Dans le bassin houiller du Donbass, au sud-est de l’Ukraine, nombre de grandes mines d’État ont fermé au début des années 1990, faute de rentabilité. Le charbon n’en reste pas moins une ressource essentielle mais, aujourd’hui, il est en partie exploité dans des mines illégales, les kopanki. La population locale y trouve un moyen de subsistance mais celui-ci est loin d’être satisfaisant, notamment au regard des conditions de sécurité qui accompagnent l’activité des mineurs. Les autorités (locales comme régionales), pour leur part, tiennent un double discours qui révèle tout leur intérêt à faire perdurer une situation scandaleuse mais lucrative.

Lire le reste de l’article ici

RFI: Mines illégales d’Ukraine, reportage

Reportage co-réalisé avec Laurent Geslin, avec la participation de Nataliya Gumenyuk. Diffusé dans Accents d’Europe le 11/12/2012

On a déjà beaucoup entendu parler des kopankas, ces mines illégales de l’est de l’Ukraine. Dans le bassin minier du Donbass, ces mines étaient apparu dans les années 90 : des mineurs sans emplois après la fermeture de nombreuses mines de l’Etat soviétique  avaient commencé à exploiter le charbon de manière illégale pour leur propre consommation. 20 ans plus tard, c’est maintenant devenu une véritable économie parallèle, les mines illégales se multiplient au vu et au su de tous, et les plus hautes autorités du pays ont l’air très à l’aise avec le phénomène…

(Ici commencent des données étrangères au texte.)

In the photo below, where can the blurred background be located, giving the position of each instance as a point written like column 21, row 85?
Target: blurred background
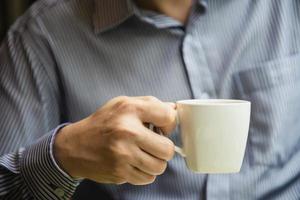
column 9, row 11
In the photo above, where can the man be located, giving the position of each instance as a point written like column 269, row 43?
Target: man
column 64, row 59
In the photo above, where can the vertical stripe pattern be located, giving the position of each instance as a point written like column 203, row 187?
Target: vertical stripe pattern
column 65, row 58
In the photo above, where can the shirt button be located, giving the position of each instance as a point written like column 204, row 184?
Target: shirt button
column 59, row 192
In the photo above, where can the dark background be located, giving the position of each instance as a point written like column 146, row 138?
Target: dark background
column 9, row 11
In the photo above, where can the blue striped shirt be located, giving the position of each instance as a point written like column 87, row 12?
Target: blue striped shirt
column 65, row 58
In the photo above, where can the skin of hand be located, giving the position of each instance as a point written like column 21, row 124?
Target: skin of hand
column 114, row 146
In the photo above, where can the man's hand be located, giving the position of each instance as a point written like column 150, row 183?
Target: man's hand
column 113, row 145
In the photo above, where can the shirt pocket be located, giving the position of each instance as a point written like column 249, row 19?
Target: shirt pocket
column 274, row 90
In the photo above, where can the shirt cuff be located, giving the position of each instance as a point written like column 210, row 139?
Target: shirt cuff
column 45, row 179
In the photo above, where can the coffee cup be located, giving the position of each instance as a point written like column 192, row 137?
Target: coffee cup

Laurent Geslin & Sébastien Gobert

Mine illégale 3

C’est au son de « Voyage, Voyage » que la voiture s’avance sur les chemins de terre défoncés des collines aux alentours de Donetsk, le cœur minier et industriel de l’Ukraine. Un voyage bien particulier : la voiture ne cesse de faire des écarts pour laisser passer de lourds camions, chargés de charbon. Le long de la route, des hommes s’affairent autour d’e structures en bois et de machines qui annoncent des entrées de mines. Tout ici est illégal, mais personne ne se cache. Les mines de charbon pullulent dans la région, et sont exploitées grace à un système très organisé. Les kopanki , comme on les  appelle ,sont maintenant devenues un business, qui concerne tout le monde dans la région, mais qui ne profite pas à tous.

Volodya est un ancien mineur du village de Zuyevka, à 40 kms de Donetsk. Il constate avec amertume que les habitants sont dépossédés de leurs propriétés par des groupes d’affaires organisés, dont l’identité reste la plupart du temps un mystère.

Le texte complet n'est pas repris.